The hysteria surrounding Greenland over the past few years tells us far more about NATO’s insecurities than about any supposed Chinese or Russian threat. When Donald Trump floated the crude but revealing idea of “buying” Greenland in 2019, the world laughed. Denmark rejected it outright, Greenland’s leadership asserted its autonomy, and the episode was dismissed as one more Trumpian absurdity. Yet beneath the ridicule lay a serious imperial instinct—and when that instinct failed, NATO quietly shifted the narrative. What followed was not strategy, but bluff. And that bluff is now unravelling.

Greenland was never about real security threats. It was about control, optics, and the West’s refusal to accept a changing world order.

Trump did not “lose interest” in Greenland; he lost. His gambit failed because sovereignty still matters—at least when small nations assert it against Western power. The United States already maintains a military presence at Thule Air Base, strategically positioned for missile detection and Arctic surveillance. If Greenland were genuinely under threat, NATO already had more than enough infrastructure to address it. Instead, what followed Trump’s failure was a campaign of fear: breathless warnings about Chinese “debt traps,” Russian submarines, and an Arctic invasion that exists largely in Western imagination.

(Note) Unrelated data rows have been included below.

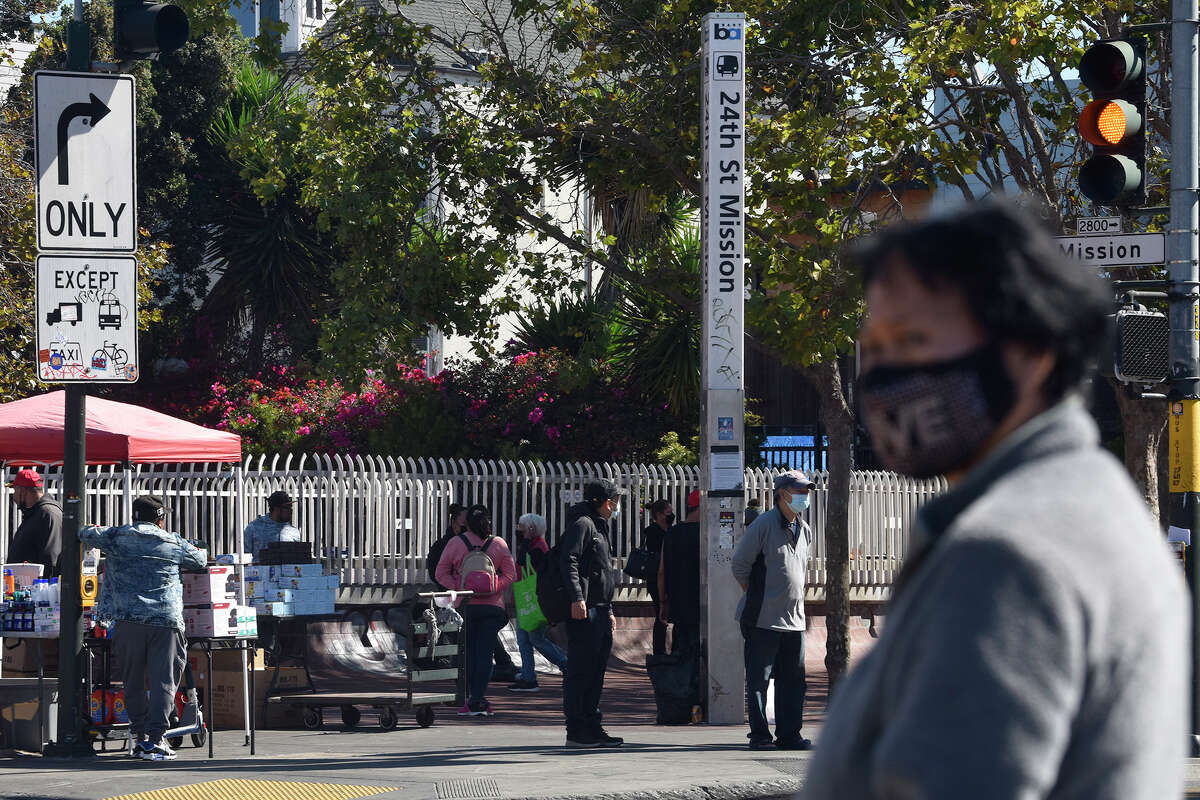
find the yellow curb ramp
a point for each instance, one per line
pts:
(240, 789)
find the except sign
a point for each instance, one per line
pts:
(1115, 251)
(87, 185)
(87, 318)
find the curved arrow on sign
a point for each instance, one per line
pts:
(95, 108)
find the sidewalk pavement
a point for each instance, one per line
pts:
(517, 753)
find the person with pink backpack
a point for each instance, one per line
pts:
(479, 561)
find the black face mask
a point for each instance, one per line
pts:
(931, 419)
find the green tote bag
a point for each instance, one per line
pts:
(525, 594)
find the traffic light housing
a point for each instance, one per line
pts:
(142, 29)
(1114, 122)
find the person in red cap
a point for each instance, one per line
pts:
(39, 540)
(679, 579)
(661, 518)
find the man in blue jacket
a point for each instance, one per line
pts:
(144, 595)
(586, 561)
(769, 563)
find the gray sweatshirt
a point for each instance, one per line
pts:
(774, 596)
(1036, 644)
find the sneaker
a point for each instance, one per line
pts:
(582, 740)
(483, 709)
(799, 743)
(159, 752)
(605, 740)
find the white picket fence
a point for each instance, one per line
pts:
(381, 513)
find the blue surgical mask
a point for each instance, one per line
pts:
(799, 503)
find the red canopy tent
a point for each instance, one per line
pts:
(31, 433)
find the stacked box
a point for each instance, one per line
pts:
(291, 589)
(223, 619)
(214, 585)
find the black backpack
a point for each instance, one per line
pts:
(552, 590)
(433, 557)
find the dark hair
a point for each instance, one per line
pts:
(658, 507)
(148, 509)
(599, 491)
(1017, 283)
(479, 519)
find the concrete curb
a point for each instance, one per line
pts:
(778, 789)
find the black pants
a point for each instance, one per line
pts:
(779, 655)
(588, 644)
(660, 627)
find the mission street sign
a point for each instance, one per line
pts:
(87, 182)
(1127, 250)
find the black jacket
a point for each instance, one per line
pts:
(585, 557)
(39, 540)
(681, 572)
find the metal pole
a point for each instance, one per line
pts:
(71, 740)
(1183, 257)
(723, 403)
(78, 41)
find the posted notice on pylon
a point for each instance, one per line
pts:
(1185, 456)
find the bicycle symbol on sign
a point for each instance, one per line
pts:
(109, 354)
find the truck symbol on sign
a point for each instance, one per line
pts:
(726, 65)
(109, 312)
(66, 312)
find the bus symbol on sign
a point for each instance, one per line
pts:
(727, 66)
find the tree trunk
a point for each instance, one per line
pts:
(839, 425)
(1144, 427)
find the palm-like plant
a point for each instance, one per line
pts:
(657, 341)
(575, 325)
(270, 259)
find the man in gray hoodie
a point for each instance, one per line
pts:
(769, 563)
(1037, 636)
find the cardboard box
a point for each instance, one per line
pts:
(216, 584)
(225, 660)
(21, 656)
(226, 709)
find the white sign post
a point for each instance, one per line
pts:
(87, 318)
(1127, 250)
(87, 182)
(723, 439)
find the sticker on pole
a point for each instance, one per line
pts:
(87, 319)
(84, 142)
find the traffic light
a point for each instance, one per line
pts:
(1115, 121)
(142, 29)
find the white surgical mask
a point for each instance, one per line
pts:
(799, 503)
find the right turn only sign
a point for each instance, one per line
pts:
(87, 187)
(87, 318)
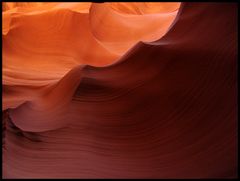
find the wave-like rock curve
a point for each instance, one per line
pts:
(166, 108)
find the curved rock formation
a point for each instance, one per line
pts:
(112, 98)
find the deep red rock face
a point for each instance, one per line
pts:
(119, 90)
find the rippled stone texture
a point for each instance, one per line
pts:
(119, 90)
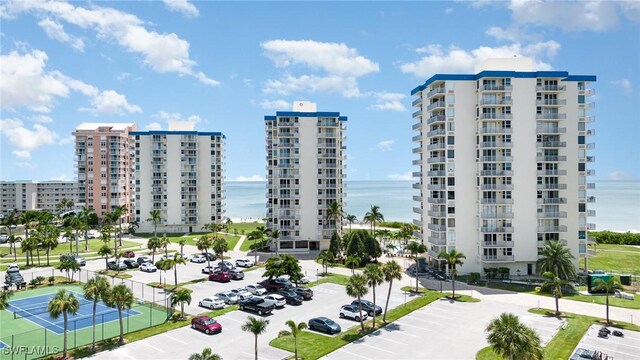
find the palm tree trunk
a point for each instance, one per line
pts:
(386, 306)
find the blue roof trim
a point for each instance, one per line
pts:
(166, 132)
(496, 73)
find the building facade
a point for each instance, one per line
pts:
(36, 195)
(180, 173)
(305, 173)
(503, 164)
(104, 166)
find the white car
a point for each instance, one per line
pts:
(256, 289)
(275, 299)
(209, 303)
(148, 267)
(244, 263)
(242, 293)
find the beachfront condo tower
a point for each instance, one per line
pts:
(104, 167)
(180, 173)
(305, 172)
(503, 157)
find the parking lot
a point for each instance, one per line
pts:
(441, 330)
(627, 347)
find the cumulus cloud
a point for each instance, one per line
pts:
(339, 67)
(389, 101)
(182, 6)
(162, 52)
(385, 145)
(457, 60)
(55, 30)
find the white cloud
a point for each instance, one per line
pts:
(624, 84)
(385, 145)
(26, 140)
(620, 176)
(403, 177)
(162, 52)
(250, 178)
(275, 105)
(339, 67)
(389, 101)
(457, 60)
(56, 31)
(182, 6)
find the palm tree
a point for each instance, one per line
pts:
(416, 248)
(452, 258)
(180, 297)
(96, 289)
(256, 327)
(512, 339)
(206, 354)
(334, 212)
(392, 271)
(294, 330)
(155, 216)
(357, 287)
(557, 258)
(64, 303)
(608, 286)
(375, 277)
(120, 297)
(373, 217)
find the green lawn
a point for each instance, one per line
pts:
(620, 259)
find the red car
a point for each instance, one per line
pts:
(206, 324)
(220, 276)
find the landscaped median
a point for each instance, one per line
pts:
(314, 346)
(566, 339)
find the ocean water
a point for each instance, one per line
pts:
(617, 202)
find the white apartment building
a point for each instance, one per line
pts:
(180, 173)
(503, 157)
(104, 166)
(23, 195)
(305, 172)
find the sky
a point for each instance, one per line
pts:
(225, 65)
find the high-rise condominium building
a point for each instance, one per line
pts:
(503, 157)
(181, 174)
(36, 195)
(104, 166)
(305, 169)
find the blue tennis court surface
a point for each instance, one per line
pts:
(34, 309)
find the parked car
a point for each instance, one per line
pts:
(256, 304)
(144, 259)
(236, 274)
(275, 299)
(228, 297)
(325, 325)
(306, 293)
(206, 324)
(242, 293)
(368, 307)
(131, 263)
(291, 297)
(209, 303)
(148, 267)
(112, 265)
(256, 289)
(244, 263)
(352, 312)
(220, 276)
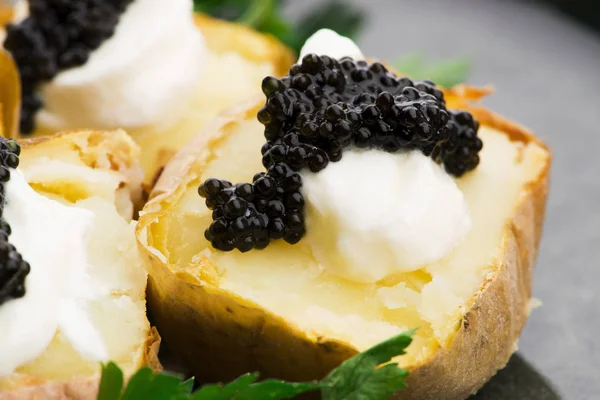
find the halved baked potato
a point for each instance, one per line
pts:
(236, 61)
(99, 172)
(226, 313)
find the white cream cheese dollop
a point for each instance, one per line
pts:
(141, 76)
(374, 214)
(51, 237)
(328, 42)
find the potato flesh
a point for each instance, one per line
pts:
(114, 263)
(287, 280)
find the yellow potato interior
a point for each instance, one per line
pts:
(286, 280)
(114, 263)
(226, 79)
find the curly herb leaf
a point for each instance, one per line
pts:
(362, 377)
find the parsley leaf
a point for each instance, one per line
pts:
(361, 378)
(267, 16)
(246, 388)
(446, 73)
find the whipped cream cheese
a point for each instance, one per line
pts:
(52, 238)
(142, 75)
(373, 214)
(328, 42)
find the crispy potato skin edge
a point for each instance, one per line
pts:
(253, 339)
(125, 153)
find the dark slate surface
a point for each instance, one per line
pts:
(546, 69)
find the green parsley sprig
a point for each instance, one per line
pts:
(445, 73)
(267, 16)
(366, 376)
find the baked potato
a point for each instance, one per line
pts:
(98, 172)
(236, 60)
(227, 313)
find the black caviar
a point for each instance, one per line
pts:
(57, 35)
(311, 115)
(13, 269)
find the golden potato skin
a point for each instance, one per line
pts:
(488, 333)
(221, 336)
(222, 36)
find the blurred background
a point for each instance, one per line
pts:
(543, 58)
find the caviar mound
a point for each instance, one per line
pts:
(57, 35)
(13, 269)
(311, 115)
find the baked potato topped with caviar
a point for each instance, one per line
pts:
(154, 68)
(239, 284)
(69, 202)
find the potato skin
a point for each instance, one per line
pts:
(220, 336)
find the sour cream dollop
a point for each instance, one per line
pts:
(52, 238)
(140, 76)
(328, 42)
(374, 214)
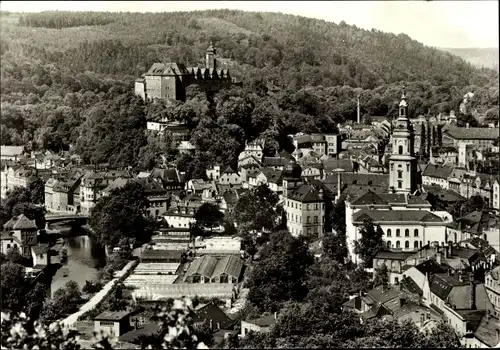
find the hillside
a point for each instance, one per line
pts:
(480, 57)
(289, 50)
(67, 82)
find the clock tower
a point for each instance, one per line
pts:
(402, 161)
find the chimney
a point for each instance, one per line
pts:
(472, 291)
(359, 113)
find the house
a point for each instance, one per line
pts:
(272, 178)
(492, 284)
(169, 178)
(62, 193)
(25, 232)
(260, 325)
(181, 213)
(11, 152)
(482, 138)
(229, 177)
(436, 175)
(93, 184)
(170, 80)
(114, 323)
(40, 255)
(208, 269)
(395, 262)
(15, 176)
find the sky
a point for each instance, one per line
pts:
(449, 24)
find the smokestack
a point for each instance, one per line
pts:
(472, 291)
(359, 113)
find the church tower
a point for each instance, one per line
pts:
(402, 161)
(210, 58)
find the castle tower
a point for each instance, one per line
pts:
(210, 57)
(402, 161)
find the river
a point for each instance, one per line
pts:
(85, 259)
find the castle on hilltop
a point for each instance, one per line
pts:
(170, 80)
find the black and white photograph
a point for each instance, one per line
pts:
(249, 174)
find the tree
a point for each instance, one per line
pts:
(423, 139)
(281, 273)
(335, 246)
(209, 216)
(36, 189)
(14, 286)
(257, 208)
(381, 275)
(370, 243)
(122, 214)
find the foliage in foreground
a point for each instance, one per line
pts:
(176, 321)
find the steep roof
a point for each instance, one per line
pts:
(203, 266)
(379, 216)
(430, 267)
(23, 223)
(305, 194)
(438, 171)
(472, 133)
(230, 265)
(273, 176)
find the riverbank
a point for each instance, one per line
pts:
(70, 321)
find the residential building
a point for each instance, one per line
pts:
(402, 161)
(62, 192)
(93, 184)
(259, 325)
(304, 205)
(492, 284)
(23, 231)
(11, 152)
(170, 80)
(482, 138)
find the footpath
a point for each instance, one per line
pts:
(70, 321)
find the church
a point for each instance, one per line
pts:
(406, 219)
(170, 80)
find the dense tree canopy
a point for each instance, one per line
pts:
(122, 214)
(281, 273)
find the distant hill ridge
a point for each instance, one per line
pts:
(481, 57)
(286, 49)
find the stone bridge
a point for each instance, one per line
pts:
(77, 218)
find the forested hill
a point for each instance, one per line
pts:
(288, 50)
(67, 82)
(480, 57)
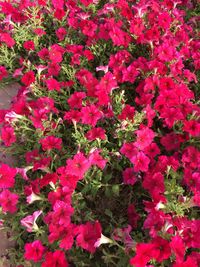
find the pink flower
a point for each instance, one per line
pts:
(61, 33)
(88, 234)
(78, 166)
(129, 176)
(7, 176)
(144, 253)
(51, 142)
(32, 198)
(90, 115)
(8, 135)
(127, 113)
(141, 162)
(145, 137)
(133, 216)
(75, 100)
(7, 39)
(53, 84)
(55, 259)
(178, 248)
(3, 72)
(30, 221)
(8, 201)
(95, 133)
(34, 251)
(96, 159)
(29, 45)
(28, 78)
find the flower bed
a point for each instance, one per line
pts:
(105, 129)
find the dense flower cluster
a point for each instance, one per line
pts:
(105, 128)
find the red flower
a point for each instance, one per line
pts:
(55, 259)
(7, 176)
(8, 135)
(8, 201)
(88, 234)
(34, 251)
(51, 142)
(28, 78)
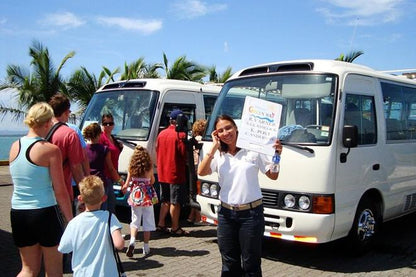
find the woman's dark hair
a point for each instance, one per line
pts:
(106, 115)
(224, 146)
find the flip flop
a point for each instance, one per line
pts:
(162, 229)
(179, 232)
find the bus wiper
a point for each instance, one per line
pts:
(126, 142)
(298, 146)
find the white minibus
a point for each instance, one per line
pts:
(141, 109)
(349, 149)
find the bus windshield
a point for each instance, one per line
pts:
(133, 112)
(307, 104)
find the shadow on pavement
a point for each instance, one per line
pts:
(396, 248)
(9, 255)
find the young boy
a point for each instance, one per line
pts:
(87, 235)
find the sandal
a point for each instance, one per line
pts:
(179, 232)
(162, 229)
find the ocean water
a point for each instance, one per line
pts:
(5, 143)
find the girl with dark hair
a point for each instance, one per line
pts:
(240, 216)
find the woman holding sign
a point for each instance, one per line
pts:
(240, 217)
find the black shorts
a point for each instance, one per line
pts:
(43, 226)
(173, 193)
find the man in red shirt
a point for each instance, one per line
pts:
(171, 170)
(68, 141)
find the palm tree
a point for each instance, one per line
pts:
(350, 57)
(182, 69)
(222, 78)
(35, 86)
(140, 69)
(82, 85)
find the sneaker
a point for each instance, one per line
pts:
(146, 250)
(130, 250)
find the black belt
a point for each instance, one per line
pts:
(243, 207)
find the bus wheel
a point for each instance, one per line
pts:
(365, 228)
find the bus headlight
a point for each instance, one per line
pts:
(210, 189)
(304, 202)
(213, 190)
(290, 201)
(205, 189)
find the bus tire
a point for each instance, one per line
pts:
(365, 228)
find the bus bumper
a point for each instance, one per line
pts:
(281, 224)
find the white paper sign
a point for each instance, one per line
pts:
(259, 125)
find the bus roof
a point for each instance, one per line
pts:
(161, 85)
(316, 65)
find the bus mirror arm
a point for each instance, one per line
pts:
(349, 140)
(310, 150)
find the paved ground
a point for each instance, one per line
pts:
(197, 255)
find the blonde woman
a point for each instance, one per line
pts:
(38, 189)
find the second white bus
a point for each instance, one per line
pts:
(349, 158)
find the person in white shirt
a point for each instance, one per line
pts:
(240, 217)
(88, 234)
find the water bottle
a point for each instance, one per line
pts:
(276, 160)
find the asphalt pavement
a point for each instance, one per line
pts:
(198, 255)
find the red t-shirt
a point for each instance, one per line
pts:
(68, 141)
(171, 156)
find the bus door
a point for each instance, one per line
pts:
(362, 165)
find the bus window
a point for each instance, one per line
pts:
(359, 111)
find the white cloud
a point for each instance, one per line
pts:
(65, 20)
(189, 9)
(143, 26)
(358, 12)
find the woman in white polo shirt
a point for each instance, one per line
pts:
(240, 217)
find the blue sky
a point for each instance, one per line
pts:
(233, 33)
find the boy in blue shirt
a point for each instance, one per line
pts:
(87, 235)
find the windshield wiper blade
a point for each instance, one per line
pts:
(298, 146)
(126, 141)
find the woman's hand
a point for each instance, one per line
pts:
(278, 146)
(215, 139)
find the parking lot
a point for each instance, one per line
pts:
(197, 254)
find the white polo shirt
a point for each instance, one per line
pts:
(238, 175)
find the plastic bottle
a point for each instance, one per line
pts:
(276, 160)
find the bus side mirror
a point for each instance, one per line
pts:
(350, 136)
(349, 140)
(181, 124)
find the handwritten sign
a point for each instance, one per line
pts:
(259, 125)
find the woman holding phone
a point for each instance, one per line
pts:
(240, 216)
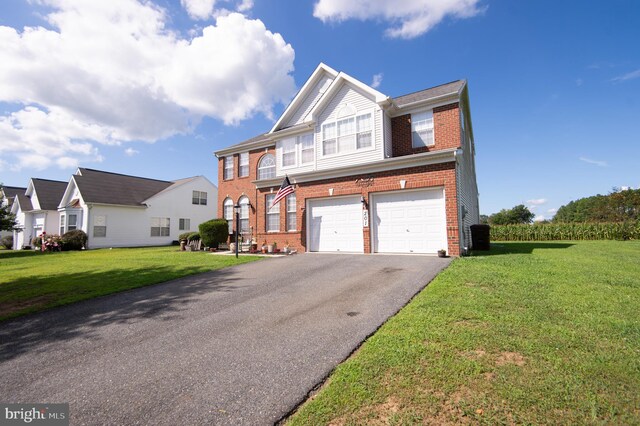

This is where the bluff begins.

China has invested in Arctic research, shipping routes, and infrastructure proposals—openly, transparently, and largely through civilian and multilateral frameworks. Russia, for its part, operates within its own Arctic territory, where it has coastlines, communities, and a historical presence that predates NATO by centuries. None of this constitutes an “evil design.” Yet NATO insists on framing any non-Western presence as aggression, while its own military expansion is described as “defensive,” “stabilising,” and “rules-based.”

This double standard is not accidental. It is structural.